Written by: Hanna Kounov
It is that time of the year and possibly you are making personal new year’s resolutions but have you ever considered making New Year’s Resolutions for your company or your department. Interesting thought right? This is the perfect time, in most cases year ends have just been completed and you have the big picture right at your fingertips. The point is to not just focus on the bottom line but on a broader spectrum.
So where do you start? Logically, with a review of the previous year. Word of caution, do not call it a post mortem. Post mortem by definition imply that something has died of unknown causes. Avoid this term when looking at the year or at anything else going forward for that matter. The idea for this review is to determine where you have been succeeding and where things can be strengthened. The fact that you are still in business means you are doing something right. The question is how do you make it better? These are the areas where you should focus your New Years Resolution’s.
With this in mind I did some research and found some of the key areas that companies are looking at for 2016:
1. Get to know your customer better.
You may be under the impression that you know your customers needs but things change constantly and what may have been important might not be now. Do you know their pain points and their needs? Find new and innovative ways to engage with your customers. Does your marketing strategy speak to their needs? If not how is that corrected and devise a plan of action. Marketing is important and there are many inexpensive ways to engage with customers in this day and age. Look for ways that work not just for you but also for your customer.
2. Time management.
Why do we fail at time management? Because everything we know about it is geared towards managing “clock time” and what we should really be managing is “real time”. Real time happens in our heads; we create it and anything we create can be managed. The first thing you have to know is how effective your company is at managing time. You could send your key people on time management courses but that would probably be a waste of time (pardon the pun) because they will be working with “clock time”. Perhaps a better way is to ask those same key people to jot down every thought, conversation, task or action they take for one week. At the end of that week look for the places where time is wasted on unproductive things that don’t produce results . Now you have the information to Organize, Prioritize and Schedule. Make sure that 50% of your teams scheduled time is spent on activities that generate results and schedule time for interruptions. Remind your team that it is impossible to get everything done in a day and be okay with that, tomorrow is another day and that is why you are prioritizing. The good news is that 20% of your teams actions will generate 80% of the results so if everyone is concentrating on the things that matter, you are way ahead of the game!
3. Maximize employee contributions.
Forget everything you know about this because there is no “secret”. Simply treat people the way you wish to be treated. Nothing makes up for compassion, mutual respect, kindness, open communication and flexibility. Adhering to this very simple rule will produce happier employees and happy employees engage with customers and each other in a positive way. Let your employees know that they are valued. Communicate the companies goals and values and allow for the people to have a say if they want to.
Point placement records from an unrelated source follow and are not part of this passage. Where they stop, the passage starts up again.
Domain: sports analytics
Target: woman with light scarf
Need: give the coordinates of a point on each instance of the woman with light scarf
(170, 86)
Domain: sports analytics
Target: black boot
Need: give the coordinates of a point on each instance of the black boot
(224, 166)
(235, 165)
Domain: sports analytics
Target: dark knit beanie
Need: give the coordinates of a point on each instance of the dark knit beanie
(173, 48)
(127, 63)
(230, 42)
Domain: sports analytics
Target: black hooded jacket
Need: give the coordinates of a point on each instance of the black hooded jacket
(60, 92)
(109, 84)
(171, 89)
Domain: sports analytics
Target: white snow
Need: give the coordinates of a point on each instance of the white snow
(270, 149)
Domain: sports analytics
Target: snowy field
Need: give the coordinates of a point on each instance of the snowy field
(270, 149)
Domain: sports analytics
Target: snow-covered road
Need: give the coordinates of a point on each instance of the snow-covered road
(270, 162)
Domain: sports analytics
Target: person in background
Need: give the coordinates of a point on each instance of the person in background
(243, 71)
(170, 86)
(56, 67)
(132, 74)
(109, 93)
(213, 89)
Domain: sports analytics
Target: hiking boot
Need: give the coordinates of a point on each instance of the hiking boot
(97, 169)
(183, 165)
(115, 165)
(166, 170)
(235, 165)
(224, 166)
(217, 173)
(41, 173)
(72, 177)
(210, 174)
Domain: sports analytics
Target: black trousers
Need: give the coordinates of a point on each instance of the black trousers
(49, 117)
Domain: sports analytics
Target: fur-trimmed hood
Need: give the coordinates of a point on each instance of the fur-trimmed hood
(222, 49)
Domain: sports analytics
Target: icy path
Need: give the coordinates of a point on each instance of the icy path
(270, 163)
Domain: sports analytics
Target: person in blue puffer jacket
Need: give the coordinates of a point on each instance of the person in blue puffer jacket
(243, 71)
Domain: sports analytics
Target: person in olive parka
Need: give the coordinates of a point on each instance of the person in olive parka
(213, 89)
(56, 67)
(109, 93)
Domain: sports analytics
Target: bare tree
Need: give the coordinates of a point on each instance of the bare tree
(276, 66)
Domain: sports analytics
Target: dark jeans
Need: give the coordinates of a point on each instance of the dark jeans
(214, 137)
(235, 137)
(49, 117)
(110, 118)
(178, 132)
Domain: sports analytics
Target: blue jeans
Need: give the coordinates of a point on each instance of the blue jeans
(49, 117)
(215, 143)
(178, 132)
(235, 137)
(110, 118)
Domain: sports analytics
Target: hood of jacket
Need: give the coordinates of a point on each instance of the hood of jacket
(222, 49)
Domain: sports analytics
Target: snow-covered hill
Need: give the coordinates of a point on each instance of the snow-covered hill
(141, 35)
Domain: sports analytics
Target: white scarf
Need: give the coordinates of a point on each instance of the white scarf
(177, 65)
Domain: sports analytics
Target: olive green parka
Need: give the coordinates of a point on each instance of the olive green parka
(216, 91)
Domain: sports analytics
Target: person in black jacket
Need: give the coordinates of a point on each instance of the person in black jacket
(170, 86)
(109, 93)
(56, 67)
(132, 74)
Strengthen your teams skill sets with targeted training. When you invest in your people they feel valued, important and secure in their future with the company.
4. Understand your data.
Your company has a ton of data but other than the financials the rest may be shrouded in mystery. Find out what your key performance indicators are. Once you know what they are find ways to extract, massage and delve into it. Do you really know what is going on? Do you have enough historical information to make informed decisions in regard to budgets and sales targets? If the answer is no put it on your resolutions list and work with the data the whole year. Build a comprehensive Business Intelligence Strategy for the year. You will be tapping into a gold mine.
5. Set your goals for the year.
You do this every year and this one should be no different. The question would be, do you understand the information that is driving the goals? If you didn’t reach the previous year’s goals special care should be given as to why. Were you pushing the right products? Is your customer demographic in a strong position but you still missed out on sales or are you feeling the pinch because of an economic slowdown? Asking the tough questions will help you determine a valid sales target for the year ahead. Break down those lofty goals into milestones to be reached throughout the year. This will allow the team to feel that they are reaching their objective and motivate them. The final word I found in my research is; be realistic. If you are asking your sales force to reach unattainable goals it could have the opposite effect and make them feel defeated before they have started. Realistic goals make them strive and often exceed expectations.